Rule ID
SV-206493r961401_rule
Version
V3R4
CCIs
CCI-001858
It is critical for the appropriate personnel to be aware if a system is at risk of failing to process audit logs as required. Without a real-time alert, security personnel may be unaware of an impending failure of the audit function and application operation may be adversely affected. Alerts provide organizations with urgent messages. Real-time alerts provide these messages immediately (i.e., the time from event detection to alert occurs in seconds or less). User-configurable controls on the Central Log Server help avoid generating excessive numbers of alert messages. Define realistic alerting limits and thresholds to avoid creating excessive numbers of alerts for noncritical events. This requirement must be mapped to the severity levels used by the system to denote a failure, active attack, attack involving multiple systems, and other critical notifications, at a minimum. However, note that the IDS/IDPS and other monitoring systems may already be configured for direct notification of many types of critical security alerts.

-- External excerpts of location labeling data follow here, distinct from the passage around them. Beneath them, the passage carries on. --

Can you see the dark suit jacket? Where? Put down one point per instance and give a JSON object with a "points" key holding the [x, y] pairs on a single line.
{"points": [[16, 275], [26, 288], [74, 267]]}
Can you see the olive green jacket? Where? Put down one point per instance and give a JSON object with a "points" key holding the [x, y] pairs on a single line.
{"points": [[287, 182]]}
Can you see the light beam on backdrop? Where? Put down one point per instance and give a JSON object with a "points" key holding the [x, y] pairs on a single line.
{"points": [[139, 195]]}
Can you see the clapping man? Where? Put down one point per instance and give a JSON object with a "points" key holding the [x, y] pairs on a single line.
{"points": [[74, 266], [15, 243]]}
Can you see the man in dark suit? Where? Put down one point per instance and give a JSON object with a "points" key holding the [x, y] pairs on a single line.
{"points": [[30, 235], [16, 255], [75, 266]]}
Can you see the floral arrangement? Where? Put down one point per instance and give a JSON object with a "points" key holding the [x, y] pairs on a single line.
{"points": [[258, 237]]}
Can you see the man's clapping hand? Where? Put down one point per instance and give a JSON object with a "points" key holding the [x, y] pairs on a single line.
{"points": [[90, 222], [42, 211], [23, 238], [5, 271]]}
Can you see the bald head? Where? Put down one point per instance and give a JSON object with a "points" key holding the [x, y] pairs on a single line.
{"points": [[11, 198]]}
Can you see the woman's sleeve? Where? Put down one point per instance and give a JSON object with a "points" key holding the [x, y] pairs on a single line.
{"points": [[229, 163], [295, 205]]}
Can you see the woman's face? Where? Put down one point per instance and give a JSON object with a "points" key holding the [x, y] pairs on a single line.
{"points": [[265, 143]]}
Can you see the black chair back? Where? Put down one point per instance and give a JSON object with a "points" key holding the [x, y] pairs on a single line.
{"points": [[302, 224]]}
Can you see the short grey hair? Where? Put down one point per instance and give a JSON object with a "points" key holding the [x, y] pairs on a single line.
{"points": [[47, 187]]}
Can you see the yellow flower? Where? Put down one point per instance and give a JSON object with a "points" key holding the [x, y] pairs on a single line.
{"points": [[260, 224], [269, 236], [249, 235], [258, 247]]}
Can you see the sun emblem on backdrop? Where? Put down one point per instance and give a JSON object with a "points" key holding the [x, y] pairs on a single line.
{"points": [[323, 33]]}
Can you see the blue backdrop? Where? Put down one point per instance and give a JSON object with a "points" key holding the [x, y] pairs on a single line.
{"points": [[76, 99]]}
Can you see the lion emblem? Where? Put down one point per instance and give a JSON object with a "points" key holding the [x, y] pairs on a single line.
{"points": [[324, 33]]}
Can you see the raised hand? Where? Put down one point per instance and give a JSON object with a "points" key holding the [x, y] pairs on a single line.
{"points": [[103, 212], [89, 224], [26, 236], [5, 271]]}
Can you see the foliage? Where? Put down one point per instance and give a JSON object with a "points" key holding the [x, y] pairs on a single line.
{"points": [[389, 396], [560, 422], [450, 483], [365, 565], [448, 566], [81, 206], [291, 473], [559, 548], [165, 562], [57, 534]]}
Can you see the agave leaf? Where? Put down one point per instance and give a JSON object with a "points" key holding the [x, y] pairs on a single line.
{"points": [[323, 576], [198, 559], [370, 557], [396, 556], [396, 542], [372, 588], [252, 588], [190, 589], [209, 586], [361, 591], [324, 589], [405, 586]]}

Examine the configuration. Verify the system is configured to send an alert to the SA and ISSO, within seconds or less, when communication is lost with any host or device within the scope of coverage that may indicate an audit failure. Verify the system is configured to send an alert if hosts and devices stop sending log records to the Central Log Server. If the Central Log Server is not configured to send a real-time alert to the SA and ISSO (at a minimum) of all audit failure events, this is a finding.
For the host and devices within its scope of coverage, configure the Central Log Server to send an immediate real-time alert to the SA and ISSO, at a minimum, of all audit failure events such as loss of communications with hosts and devices, or if log records are no longer being received.